You can take the girl out of the island, but you can't take the island out of the girl.
Monica Galetti might be a name synonymous with culinary delights, chef artistry and maybe even the "death stare''; but before all that, she was just another kid growing up in Samoa.
Born in Apia, she grew up in the village of Sapapāli'i, Savaii, before the family migrated to New Zealand while she was still a young girl.
One of her earliest memories is of her dad teaching her how to make palusami (coconut cream wrapped in taro leaves).
She defines herself as a Samoan-Kiwi — a term that acknowledges her island roots and the upbringing she enjoyed in what her parents' generation dubbed the land of milk and honey.
"That's who I am and I will always be that, first and foremost. I live in the UK — I've worked a lot overseas — but I am Samoan-Kiwi."
The accomplished chef, who still calls Wellington home, moved to London in 1999 after accepting an offer from top chef Michel Roux Jr to work at his two-Michelin-starred restaurant: Le Gavroche.
There, she was a force to be reckoned with; working through the kitchen to become the first woman to hold a senior position — sous-chef — at the restaurant.
Galetti is arguably most recognised for her role as a judge chef on the BBC cooking series MasterChef, which she has appeared on for 10 years and recently re-signed with.
She was in New Zealand last week to speak at the Pacific Aotearoa Summit. Asked how she got that gig, the answer is typical of the Samoan grapevine — through the cousin of a friend.
She silenced the room when she shared stories about the struggles and the very humble beginnings her family faced during the 1980s.
"I know what it's like to have holes in my shoes."
Her mother's death a few years ago sparked something inside her — a move towards a dream she had long wanted to fulfill.

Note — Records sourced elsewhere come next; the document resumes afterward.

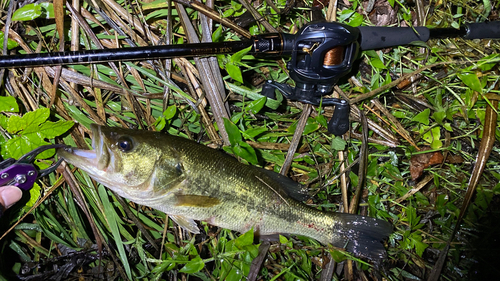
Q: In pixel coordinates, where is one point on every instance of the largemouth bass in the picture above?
(189, 181)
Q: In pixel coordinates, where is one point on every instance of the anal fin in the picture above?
(186, 223)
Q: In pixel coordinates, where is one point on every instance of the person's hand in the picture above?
(9, 195)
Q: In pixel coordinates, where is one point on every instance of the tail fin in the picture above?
(364, 235)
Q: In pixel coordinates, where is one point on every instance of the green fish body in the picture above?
(189, 181)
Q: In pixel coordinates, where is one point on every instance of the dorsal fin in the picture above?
(291, 188)
(186, 223)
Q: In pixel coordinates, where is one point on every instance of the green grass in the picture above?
(443, 109)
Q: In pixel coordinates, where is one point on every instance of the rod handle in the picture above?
(483, 30)
(378, 37)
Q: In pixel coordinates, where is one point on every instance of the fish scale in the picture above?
(189, 181)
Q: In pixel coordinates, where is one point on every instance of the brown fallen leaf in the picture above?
(421, 161)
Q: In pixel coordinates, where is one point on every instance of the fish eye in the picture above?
(125, 144)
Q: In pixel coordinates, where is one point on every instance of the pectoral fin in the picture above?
(196, 201)
(188, 224)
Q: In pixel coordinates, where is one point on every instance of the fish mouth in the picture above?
(94, 161)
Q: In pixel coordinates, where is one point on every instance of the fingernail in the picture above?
(11, 195)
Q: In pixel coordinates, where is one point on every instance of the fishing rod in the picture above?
(321, 53)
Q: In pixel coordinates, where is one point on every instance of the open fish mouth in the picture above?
(92, 161)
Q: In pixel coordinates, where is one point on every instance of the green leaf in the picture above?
(111, 218)
(47, 10)
(311, 126)
(439, 116)
(244, 239)
(8, 104)
(17, 146)
(471, 80)
(338, 143)
(11, 44)
(29, 120)
(170, 112)
(422, 117)
(245, 151)
(234, 71)
(34, 195)
(193, 265)
(416, 241)
(256, 105)
(337, 256)
(233, 132)
(51, 130)
(28, 12)
(227, 13)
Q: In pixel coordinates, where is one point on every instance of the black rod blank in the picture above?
(123, 54)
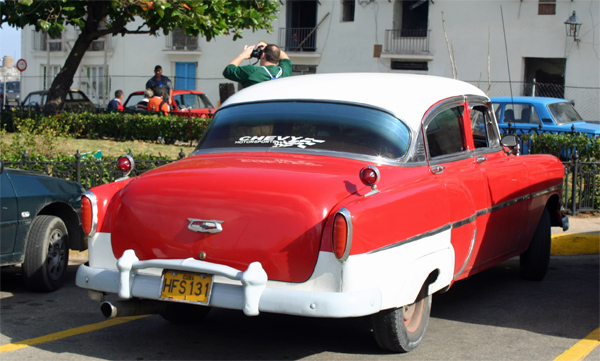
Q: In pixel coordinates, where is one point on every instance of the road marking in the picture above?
(582, 348)
(67, 333)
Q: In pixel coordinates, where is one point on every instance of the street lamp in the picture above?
(573, 26)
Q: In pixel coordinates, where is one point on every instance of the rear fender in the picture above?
(434, 270)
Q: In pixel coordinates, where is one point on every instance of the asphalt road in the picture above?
(491, 316)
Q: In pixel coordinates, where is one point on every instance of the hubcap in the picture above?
(56, 255)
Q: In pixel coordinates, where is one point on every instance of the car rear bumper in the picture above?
(249, 292)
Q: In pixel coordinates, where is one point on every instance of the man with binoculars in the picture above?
(274, 64)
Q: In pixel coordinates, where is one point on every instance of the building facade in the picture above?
(518, 47)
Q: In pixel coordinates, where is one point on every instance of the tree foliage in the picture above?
(96, 18)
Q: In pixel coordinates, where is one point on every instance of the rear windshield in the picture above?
(308, 126)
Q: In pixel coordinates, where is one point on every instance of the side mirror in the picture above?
(511, 141)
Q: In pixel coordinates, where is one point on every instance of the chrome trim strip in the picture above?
(510, 202)
(412, 239)
(346, 214)
(466, 221)
(551, 189)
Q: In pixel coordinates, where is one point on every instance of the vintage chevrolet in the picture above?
(308, 197)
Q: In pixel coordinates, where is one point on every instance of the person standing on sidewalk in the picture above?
(117, 102)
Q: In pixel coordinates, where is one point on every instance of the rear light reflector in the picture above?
(89, 213)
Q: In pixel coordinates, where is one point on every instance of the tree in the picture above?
(207, 18)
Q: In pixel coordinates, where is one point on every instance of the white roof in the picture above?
(407, 96)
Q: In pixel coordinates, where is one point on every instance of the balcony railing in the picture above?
(101, 44)
(298, 39)
(406, 41)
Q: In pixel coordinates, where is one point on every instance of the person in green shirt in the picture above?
(274, 64)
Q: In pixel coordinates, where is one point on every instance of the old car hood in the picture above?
(271, 208)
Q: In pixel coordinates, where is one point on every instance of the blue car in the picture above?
(552, 114)
(39, 222)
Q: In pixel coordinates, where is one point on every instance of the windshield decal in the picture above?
(279, 141)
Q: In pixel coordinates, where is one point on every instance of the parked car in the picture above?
(549, 114)
(306, 197)
(12, 93)
(183, 102)
(40, 222)
(76, 100)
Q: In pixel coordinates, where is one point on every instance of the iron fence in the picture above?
(581, 192)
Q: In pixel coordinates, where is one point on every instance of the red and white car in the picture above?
(309, 197)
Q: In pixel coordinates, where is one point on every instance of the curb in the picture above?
(575, 244)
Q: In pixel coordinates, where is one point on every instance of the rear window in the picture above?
(564, 113)
(308, 126)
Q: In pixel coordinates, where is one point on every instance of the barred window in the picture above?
(547, 7)
(347, 10)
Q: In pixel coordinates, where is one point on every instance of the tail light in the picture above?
(341, 238)
(89, 213)
(370, 176)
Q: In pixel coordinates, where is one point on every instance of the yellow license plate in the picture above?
(190, 287)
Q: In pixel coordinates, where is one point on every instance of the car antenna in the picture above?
(507, 62)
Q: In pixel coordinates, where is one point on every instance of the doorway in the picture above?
(545, 77)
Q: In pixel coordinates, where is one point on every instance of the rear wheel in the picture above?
(46, 254)
(534, 262)
(402, 329)
(183, 313)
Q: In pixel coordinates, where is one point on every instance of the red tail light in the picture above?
(341, 238)
(86, 215)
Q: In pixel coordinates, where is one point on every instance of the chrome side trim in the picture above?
(346, 214)
(412, 239)
(471, 247)
(94, 201)
(466, 221)
(510, 202)
(551, 189)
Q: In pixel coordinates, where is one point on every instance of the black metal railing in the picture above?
(406, 41)
(581, 191)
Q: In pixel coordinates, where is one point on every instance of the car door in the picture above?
(9, 214)
(452, 164)
(503, 223)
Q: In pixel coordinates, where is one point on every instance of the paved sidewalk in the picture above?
(582, 237)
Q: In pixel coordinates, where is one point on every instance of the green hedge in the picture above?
(116, 125)
(562, 145)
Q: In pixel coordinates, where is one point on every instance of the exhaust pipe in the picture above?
(130, 308)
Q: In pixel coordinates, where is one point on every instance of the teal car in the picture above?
(540, 113)
(40, 221)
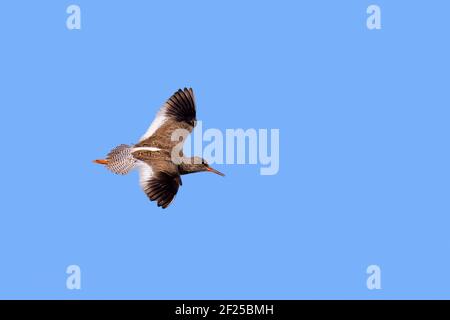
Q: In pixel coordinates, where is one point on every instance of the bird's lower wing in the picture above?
(159, 186)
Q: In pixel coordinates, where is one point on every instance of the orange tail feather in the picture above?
(101, 161)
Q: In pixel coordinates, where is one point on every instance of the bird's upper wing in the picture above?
(177, 113)
(159, 186)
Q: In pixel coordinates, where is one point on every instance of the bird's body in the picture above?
(156, 156)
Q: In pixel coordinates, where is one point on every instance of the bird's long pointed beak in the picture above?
(100, 161)
(215, 171)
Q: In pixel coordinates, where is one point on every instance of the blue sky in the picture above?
(363, 179)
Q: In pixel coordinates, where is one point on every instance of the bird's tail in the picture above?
(119, 160)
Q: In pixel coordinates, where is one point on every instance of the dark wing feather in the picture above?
(181, 107)
(177, 113)
(162, 188)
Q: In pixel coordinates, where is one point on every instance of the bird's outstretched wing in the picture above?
(177, 113)
(159, 186)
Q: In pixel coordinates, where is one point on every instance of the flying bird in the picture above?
(153, 156)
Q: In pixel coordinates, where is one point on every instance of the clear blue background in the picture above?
(364, 155)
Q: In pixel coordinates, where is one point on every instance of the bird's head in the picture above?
(199, 164)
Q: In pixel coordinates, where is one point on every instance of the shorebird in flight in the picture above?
(159, 174)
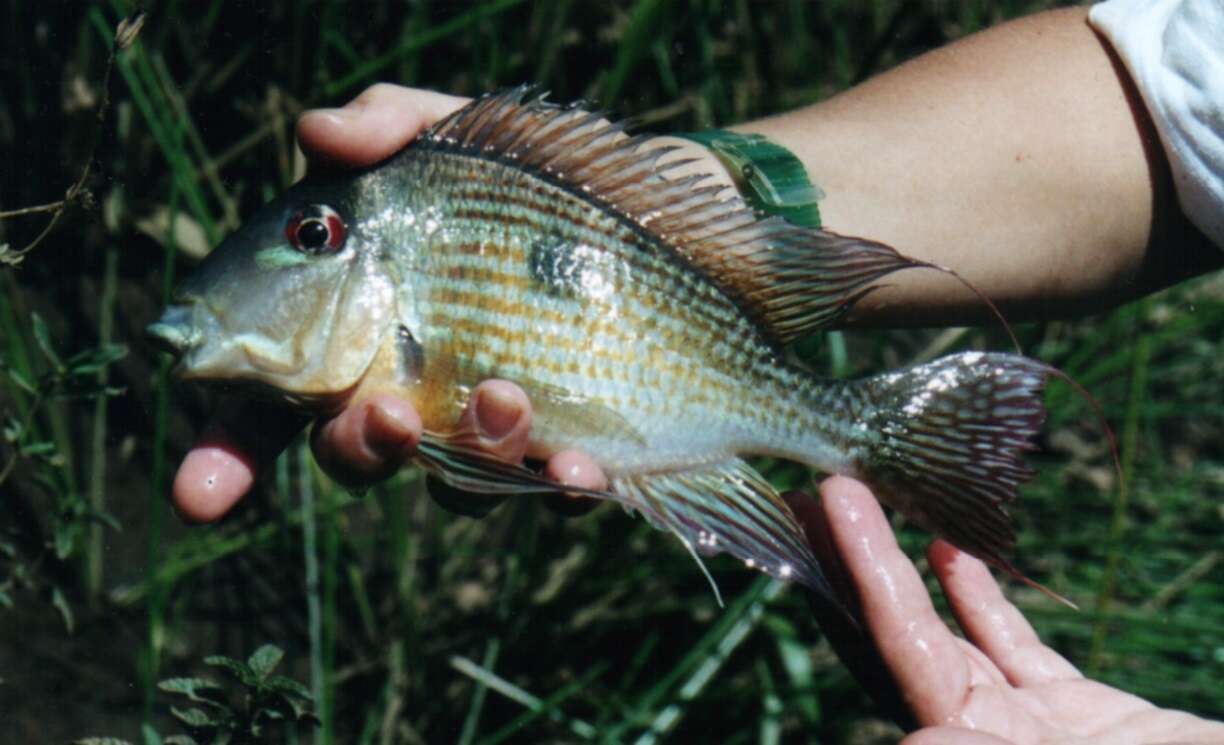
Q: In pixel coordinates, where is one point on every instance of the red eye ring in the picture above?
(316, 229)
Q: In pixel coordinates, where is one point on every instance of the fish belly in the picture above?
(626, 351)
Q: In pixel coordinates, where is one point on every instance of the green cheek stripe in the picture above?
(769, 176)
(279, 257)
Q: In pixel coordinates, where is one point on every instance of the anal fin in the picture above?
(726, 507)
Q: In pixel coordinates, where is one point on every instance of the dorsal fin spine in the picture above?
(791, 279)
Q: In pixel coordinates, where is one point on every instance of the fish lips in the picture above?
(175, 332)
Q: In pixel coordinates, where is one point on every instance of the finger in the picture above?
(954, 735)
(841, 618)
(574, 469)
(372, 126)
(367, 442)
(925, 661)
(222, 466)
(815, 529)
(497, 421)
(992, 623)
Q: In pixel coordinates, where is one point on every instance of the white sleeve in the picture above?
(1174, 50)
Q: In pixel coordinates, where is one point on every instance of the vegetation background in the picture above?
(409, 624)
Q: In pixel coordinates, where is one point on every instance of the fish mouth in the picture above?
(174, 332)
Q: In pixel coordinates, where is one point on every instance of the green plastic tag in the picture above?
(769, 176)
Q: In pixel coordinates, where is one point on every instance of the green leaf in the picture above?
(60, 603)
(65, 538)
(43, 337)
(236, 669)
(22, 382)
(194, 717)
(288, 685)
(91, 361)
(42, 449)
(196, 689)
(264, 659)
(151, 737)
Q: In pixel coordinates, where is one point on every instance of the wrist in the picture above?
(769, 176)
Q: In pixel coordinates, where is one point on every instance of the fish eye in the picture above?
(316, 229)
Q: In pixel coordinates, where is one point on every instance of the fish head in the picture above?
(294, 302)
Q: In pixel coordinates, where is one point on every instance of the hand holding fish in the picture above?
(939, 442)
(998, 685)
(370, 439)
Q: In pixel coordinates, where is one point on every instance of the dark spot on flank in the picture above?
(553, 263)
(411, 356)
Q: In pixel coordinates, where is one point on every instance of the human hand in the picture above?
(370, 439)
(999, 685)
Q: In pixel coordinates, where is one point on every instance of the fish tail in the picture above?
(944, 444)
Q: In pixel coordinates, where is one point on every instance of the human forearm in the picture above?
(1020, 157)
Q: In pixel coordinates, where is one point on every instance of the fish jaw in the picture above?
(174, 332)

In March last year, she and wine expert husband David Galetti opened a restaurant in London.
Its name pays tribute to the woman who motivated her to achieve all this: Mere.
"My mum went without so much to put food on the table and I find naming it after her — it's her legacy through me.
"We live, we die. We get forgotten and I just feel like, for my mum, every person who walks through my door will know her name."
Visitors will catch subtle influences from the Pacific: Tapa-patterned panels, a siapo (tapa cloth) from Samoa and artwork — created by a cousin — on the walls.
Mere's menu also gets a touch of Pasifika or Kiwiana now and again; with a modern version of oka (raw fish) included last summer.
"I've done a take on pork boil-up as well — but it wouldn't be a pork boil-up as you know back here,'' she laughed.
"At the moment I have a take on a Toffee Pop. But again, it's very different — it's the ideas and the flavours of it and making a dessert or food."
She is living a hugely successful life these days, but it has been challenging.
"For the first couple of years in the UK, I was like: Oh my God, what have I done? I was working from 7 in the morning to 1 in the morning. It was crazy.
"It was gradual and it hurt. But when you look at what you can achieve afterwards, it's all worth it."
It was odd not to see many brown faces in the kitchen, she said.
"In the beginning, I was called black in an actual kitchen. It was a real shock for me.
"But it never happened again. Whoever said that learnt a lesson — you just don't call a Samoan black ... because yeah, you're not going to get very far in the kitchen without me hurting you,'' she joked.
For now, life is good and even better when she is back home eating all the traditional Samoan food she can — chopsuey and roast pig's head still among her favourites.
"All I do is I eat island food when I get back here.
"That's all I want. Keke pua'a, (pork buns) bring it on — and then back to the gym when I get back," she laughed.